Le tribunal de commerce de Chalon-sur-Saône a rendu un jugement le 15 janvier 2026 concernant la résolution d’un plan de sauvegarde. Une société créancière a saisi la juridiction en raison de l’incapacité de la débitrice à honorer ses échéances. La débitrice a comparu et reconnu être en cessation des paiements, ne pouvant régler le dividende prévu. Le tribunal devait déterminer si les conditions de l’article L.626-27 du code de commerce étaient réunies. Il a prononcé la résolution du plan et l’ouverture d’une liquidation judiciaire.
I. La constatation de l’état de cessation des paiements
Le tribunal a fondé sa décision sur la reconnaissance explicite de la débitrice lors des débats. « Les explications et observations des parties faites à l’audience permettent d’établir que le débiteur est en état de cessation des paiements » (Motifs de la décision).
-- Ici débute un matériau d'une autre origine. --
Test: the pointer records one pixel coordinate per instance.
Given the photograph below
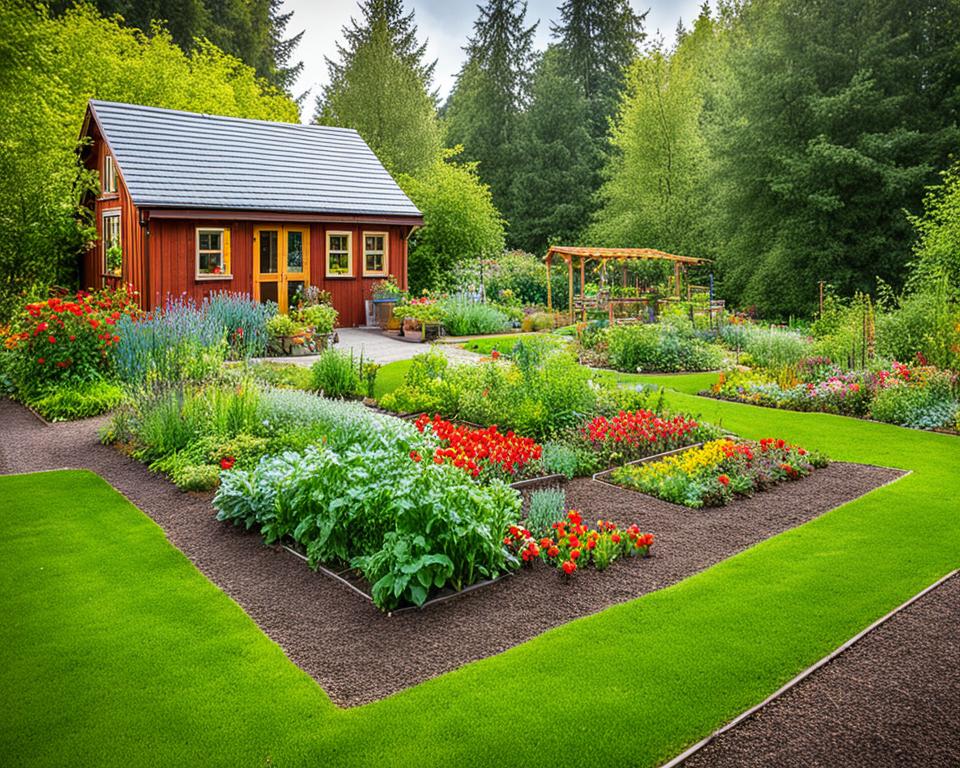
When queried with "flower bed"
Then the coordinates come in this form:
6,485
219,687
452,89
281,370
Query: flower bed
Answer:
717,472
572,545
485,453
921,396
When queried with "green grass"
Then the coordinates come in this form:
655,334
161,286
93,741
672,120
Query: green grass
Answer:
640,681
390,376
505,344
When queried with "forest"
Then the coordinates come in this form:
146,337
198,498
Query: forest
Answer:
791,142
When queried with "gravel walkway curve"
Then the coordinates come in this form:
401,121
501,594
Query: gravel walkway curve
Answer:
359,655
891,700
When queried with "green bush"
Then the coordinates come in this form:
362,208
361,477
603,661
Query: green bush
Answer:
547,507
467,318
659,347
76,400
560,459
335,374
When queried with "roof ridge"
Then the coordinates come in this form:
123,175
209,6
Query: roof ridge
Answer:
210,116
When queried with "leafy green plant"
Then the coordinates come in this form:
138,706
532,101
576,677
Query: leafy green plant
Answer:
68,401
560,459
547,506
335,374
659,347
467,318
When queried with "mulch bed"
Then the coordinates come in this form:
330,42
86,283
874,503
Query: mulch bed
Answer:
358,654
893,699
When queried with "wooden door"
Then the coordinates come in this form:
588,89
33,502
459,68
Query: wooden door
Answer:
281,264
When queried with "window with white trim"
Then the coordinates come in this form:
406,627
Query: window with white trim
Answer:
375,257
339,259
109,181
213,252
111,245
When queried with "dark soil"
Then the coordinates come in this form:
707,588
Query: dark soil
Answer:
893,699
357,653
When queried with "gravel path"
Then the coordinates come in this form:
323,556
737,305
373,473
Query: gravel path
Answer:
893,699
359,654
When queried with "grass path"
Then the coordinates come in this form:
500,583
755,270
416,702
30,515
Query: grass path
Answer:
630,686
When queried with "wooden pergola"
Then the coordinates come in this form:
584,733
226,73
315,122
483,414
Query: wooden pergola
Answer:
571,253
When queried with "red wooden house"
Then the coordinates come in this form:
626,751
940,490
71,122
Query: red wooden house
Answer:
200,203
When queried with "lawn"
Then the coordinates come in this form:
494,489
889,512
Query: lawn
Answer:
122,652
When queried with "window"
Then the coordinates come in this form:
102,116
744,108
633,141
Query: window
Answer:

La juridiction s’est appuyée sur l’aveu judiciaire de l’impossibilité de faire face au passif exigible. Cette constatation constitue le préalable indispensable à toute mesure de résolution du plan.
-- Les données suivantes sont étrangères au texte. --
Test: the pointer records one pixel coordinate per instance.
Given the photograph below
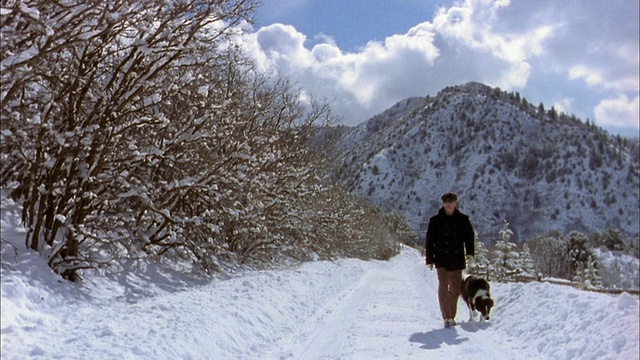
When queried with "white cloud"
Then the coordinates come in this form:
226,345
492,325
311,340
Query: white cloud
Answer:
499,43
620,111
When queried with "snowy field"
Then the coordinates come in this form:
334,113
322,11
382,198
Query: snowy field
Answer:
348,309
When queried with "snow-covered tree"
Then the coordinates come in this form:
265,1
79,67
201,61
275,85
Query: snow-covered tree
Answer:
588,274
549,254
136,128
526,264
480,263
504,255
579,251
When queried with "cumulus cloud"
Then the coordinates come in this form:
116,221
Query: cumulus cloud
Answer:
620,112
497,42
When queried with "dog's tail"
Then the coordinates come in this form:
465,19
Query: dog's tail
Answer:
465,274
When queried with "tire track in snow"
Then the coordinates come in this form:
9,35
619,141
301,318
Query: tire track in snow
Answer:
367,316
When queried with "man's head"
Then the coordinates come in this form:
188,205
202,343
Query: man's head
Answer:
450,202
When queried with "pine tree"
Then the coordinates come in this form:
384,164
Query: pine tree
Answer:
480,264
504,257
526,263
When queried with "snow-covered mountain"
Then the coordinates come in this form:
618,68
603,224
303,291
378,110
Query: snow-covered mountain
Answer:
507,159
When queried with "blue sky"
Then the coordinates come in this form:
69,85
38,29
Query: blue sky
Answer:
364,55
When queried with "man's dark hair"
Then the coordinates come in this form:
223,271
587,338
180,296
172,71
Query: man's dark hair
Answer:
449,197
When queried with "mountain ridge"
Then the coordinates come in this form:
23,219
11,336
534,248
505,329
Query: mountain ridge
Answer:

La valeur de cette solution réside dans son caractère contradictoire et non contesté. Le tribunal n’a pas eu à recourir à une expertise ou à des pièces comptables complexes. La portée de ce constat est immédiate : il ouvre la voie à la résolution du plan sans autre débat sur la situation financière.
II. Le prononcé de la résolution et de la liquidation judiciaire
Le tribunal a prononcé la résolution du plan de sauvegarde conformément à l’article L.626-27 du code de commerce. Cette mesure est la conséquence directe de l’état de cessation des paiements constaté. La liquidation judiciaire a été ouverte pour permettre la réalisation des actifs et le désintéressement des créanciers.
Le sens de cette décision est de mettre fin à une procédure collective devenue inadaptée. La valeur de ce jugement est d’assurer une transition rapide vers une procédure liquidative. Sa portée pratique implique la nomination d’un liquidateur judiciaire et d’un commissaire priseur pour inventorier les biens. La date de cessation des paiements a été fixée au jour du jugement, soit le 15 janvier 2026.